Sie nannte Beispiele wie Investitionen in Rohstoffverarbeitung in Namibia und Sambia, den Aufbau pharmazeutischer Kapazitäten im Senegal und in Ruanda sowie Dateninfrastruktur von Nordafrika bis Ostafrika.

Frieden, Sicherheit und multilaterale Kooperation

Neben wirtschaftlichen Themen ist Frieden und Sicherheit ein weiteres Schwerpunktthema des Gipfels. Afrika und Europa wollen ihre Zusammenarbeit bei Konfliktprävention, Vermittlung, Terrorismusbekämpfung und bei afrikanisch geführten Missionen, etwa in Somalia oder im Kampf gegen Boko Haram, ausbauen. Sowohl die AU als auch die EU betonen dabei den Stellenwert afrikanischer Regionalorganisationen und Initiativen.

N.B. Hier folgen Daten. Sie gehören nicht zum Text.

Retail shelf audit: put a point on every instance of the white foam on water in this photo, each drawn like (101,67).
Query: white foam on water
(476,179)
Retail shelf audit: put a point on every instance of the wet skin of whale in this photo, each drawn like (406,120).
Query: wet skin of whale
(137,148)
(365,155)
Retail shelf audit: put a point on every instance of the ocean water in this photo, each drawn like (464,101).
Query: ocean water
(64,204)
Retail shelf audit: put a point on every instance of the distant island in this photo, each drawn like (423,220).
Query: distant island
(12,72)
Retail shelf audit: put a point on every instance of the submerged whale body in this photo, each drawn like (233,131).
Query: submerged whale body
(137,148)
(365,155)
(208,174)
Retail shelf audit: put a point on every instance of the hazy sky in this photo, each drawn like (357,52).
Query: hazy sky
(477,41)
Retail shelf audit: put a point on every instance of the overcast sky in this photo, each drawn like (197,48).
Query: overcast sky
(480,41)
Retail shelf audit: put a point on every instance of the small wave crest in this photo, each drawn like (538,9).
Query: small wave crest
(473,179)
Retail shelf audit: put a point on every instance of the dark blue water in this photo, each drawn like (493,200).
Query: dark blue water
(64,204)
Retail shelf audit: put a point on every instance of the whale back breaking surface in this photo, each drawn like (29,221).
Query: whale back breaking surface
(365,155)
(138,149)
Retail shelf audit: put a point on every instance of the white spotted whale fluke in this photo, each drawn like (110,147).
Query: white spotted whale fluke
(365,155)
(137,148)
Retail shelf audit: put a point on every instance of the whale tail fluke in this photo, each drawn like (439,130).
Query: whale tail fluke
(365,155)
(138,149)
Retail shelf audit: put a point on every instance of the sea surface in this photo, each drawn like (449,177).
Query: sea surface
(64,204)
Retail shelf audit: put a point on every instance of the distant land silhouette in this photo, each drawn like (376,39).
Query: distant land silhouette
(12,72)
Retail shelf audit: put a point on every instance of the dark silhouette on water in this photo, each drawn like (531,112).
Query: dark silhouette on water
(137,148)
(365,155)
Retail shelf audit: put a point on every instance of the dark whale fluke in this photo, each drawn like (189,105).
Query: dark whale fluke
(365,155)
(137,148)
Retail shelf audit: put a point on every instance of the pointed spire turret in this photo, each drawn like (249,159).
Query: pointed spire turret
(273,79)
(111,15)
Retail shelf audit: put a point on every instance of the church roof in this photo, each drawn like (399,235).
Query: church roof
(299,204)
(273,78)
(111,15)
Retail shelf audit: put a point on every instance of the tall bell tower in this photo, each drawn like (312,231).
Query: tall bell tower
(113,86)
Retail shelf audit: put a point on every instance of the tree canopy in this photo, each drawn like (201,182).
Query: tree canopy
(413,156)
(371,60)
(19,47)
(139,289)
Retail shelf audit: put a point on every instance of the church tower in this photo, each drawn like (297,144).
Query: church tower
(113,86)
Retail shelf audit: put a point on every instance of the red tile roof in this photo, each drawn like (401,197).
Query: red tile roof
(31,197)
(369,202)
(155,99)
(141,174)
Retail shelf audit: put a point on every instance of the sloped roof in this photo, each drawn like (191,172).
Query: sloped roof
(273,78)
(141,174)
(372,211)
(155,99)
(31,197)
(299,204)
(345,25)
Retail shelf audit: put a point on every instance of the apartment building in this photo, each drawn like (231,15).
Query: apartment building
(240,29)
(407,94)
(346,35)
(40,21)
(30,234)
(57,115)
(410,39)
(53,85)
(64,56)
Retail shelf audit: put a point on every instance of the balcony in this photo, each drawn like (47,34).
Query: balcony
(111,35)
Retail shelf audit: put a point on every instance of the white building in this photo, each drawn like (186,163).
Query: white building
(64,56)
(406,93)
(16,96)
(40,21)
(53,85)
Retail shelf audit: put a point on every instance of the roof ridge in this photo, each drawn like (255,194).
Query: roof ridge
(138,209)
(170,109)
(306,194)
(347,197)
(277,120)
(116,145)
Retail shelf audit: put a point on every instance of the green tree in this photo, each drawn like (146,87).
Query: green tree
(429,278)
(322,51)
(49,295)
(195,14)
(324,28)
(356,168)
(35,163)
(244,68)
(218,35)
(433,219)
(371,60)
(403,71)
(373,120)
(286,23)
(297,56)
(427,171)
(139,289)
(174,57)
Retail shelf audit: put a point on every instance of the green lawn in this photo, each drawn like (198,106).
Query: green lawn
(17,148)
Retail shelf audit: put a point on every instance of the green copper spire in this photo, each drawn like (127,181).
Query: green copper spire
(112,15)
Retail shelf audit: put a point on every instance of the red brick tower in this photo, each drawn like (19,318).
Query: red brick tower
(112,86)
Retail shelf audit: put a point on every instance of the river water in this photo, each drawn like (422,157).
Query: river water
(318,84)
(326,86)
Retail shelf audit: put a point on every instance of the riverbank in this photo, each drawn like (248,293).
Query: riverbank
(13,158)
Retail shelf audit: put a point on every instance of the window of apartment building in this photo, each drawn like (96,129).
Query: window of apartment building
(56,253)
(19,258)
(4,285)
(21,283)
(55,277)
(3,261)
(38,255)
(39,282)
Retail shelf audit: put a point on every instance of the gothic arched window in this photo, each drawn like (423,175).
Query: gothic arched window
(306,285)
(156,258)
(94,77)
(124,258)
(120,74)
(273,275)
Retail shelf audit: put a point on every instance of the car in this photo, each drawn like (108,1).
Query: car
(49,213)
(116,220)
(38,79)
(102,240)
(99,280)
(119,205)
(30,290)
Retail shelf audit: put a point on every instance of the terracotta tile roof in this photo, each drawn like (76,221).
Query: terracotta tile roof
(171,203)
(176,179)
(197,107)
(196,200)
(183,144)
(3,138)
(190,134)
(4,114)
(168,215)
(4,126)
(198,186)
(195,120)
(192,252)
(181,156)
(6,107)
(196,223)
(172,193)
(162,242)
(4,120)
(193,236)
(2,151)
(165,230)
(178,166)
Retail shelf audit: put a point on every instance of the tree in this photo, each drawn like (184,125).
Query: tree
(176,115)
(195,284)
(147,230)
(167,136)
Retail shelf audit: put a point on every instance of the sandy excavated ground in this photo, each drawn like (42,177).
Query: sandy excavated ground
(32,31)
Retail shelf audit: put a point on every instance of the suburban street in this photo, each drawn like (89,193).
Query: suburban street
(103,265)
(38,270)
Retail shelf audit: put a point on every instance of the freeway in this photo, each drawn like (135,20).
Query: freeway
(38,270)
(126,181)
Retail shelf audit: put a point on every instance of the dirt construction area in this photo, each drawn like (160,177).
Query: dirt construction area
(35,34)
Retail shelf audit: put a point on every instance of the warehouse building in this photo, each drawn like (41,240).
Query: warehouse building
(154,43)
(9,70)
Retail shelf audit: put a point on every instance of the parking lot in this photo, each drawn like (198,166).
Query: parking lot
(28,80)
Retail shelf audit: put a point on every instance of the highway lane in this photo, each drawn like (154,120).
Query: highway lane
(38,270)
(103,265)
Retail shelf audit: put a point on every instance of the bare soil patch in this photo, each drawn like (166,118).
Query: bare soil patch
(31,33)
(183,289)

Der UN-Generalsekretär António Guterres verwies in Luanda darauf, dass sich die Welt zugleich in Richtung einer multipolaren Ordnung bewege und dabei die Gefahr einer Blockbildung bestehe. Er sprach sich für eine „vernetzte Multipolarität“ aus, die auf intensiven Beziehungen im Bereich Handel, Entwicklung, Finanzarchitektur und politischer Koordination beruht. Gemeinsam repräsentierten AU und EU etwa 40 Prozent der UN-Mitgliedstaaten und hätten das Potenzial, internationale Normen zu verteidigen und Vereinbarungen zu vermitteln.

Guterres forderte eine umfassende Reform der globalen Finanzarchitektur und eine stärkere Repräsentation afrikanischer Staaten in internationalen Institutionen, einschließlich des Sicherheitsrats.

Analysen zur sicherheitspolitischen Dimension der Partnerschaft

Im Vorfeld des Gipfels betont der Politikwissenschaftler Julian Bergmann in einer Analyse, dass die Zusammenarbeit in Frieden und Sicherheit traditionell eine zentrale Säule der AU-EU-Beziehungen darstellt. Er verweist auf frühere Instrumente wie die African Peace Facility und auf aktuelle Herausforderungen, darunter die Zunahme innerstaatlicher Konflikte, jihadistischer Gewalt und die Krise der Afrikanischen Friedens- und Sicherheitsarchitektur.

Bergmann sieht Handlungsbedarf insbesondere bei der Stärkung gemeinsamer präventiver Diplomatie, beim Schutz kritischer Infrastruktur im Rahmen von Global-Gateway-Projekten sowie bei sicherheits- und verteidigungspolitischen Partnerschaften mit einzelnen afrikanischen Staaten. Aus seiner Sicht könnte der Gipfel genutzt werden, um diese Bereiche durch operative Mechanismen und neue Dialogformate weiter zu vertiefen.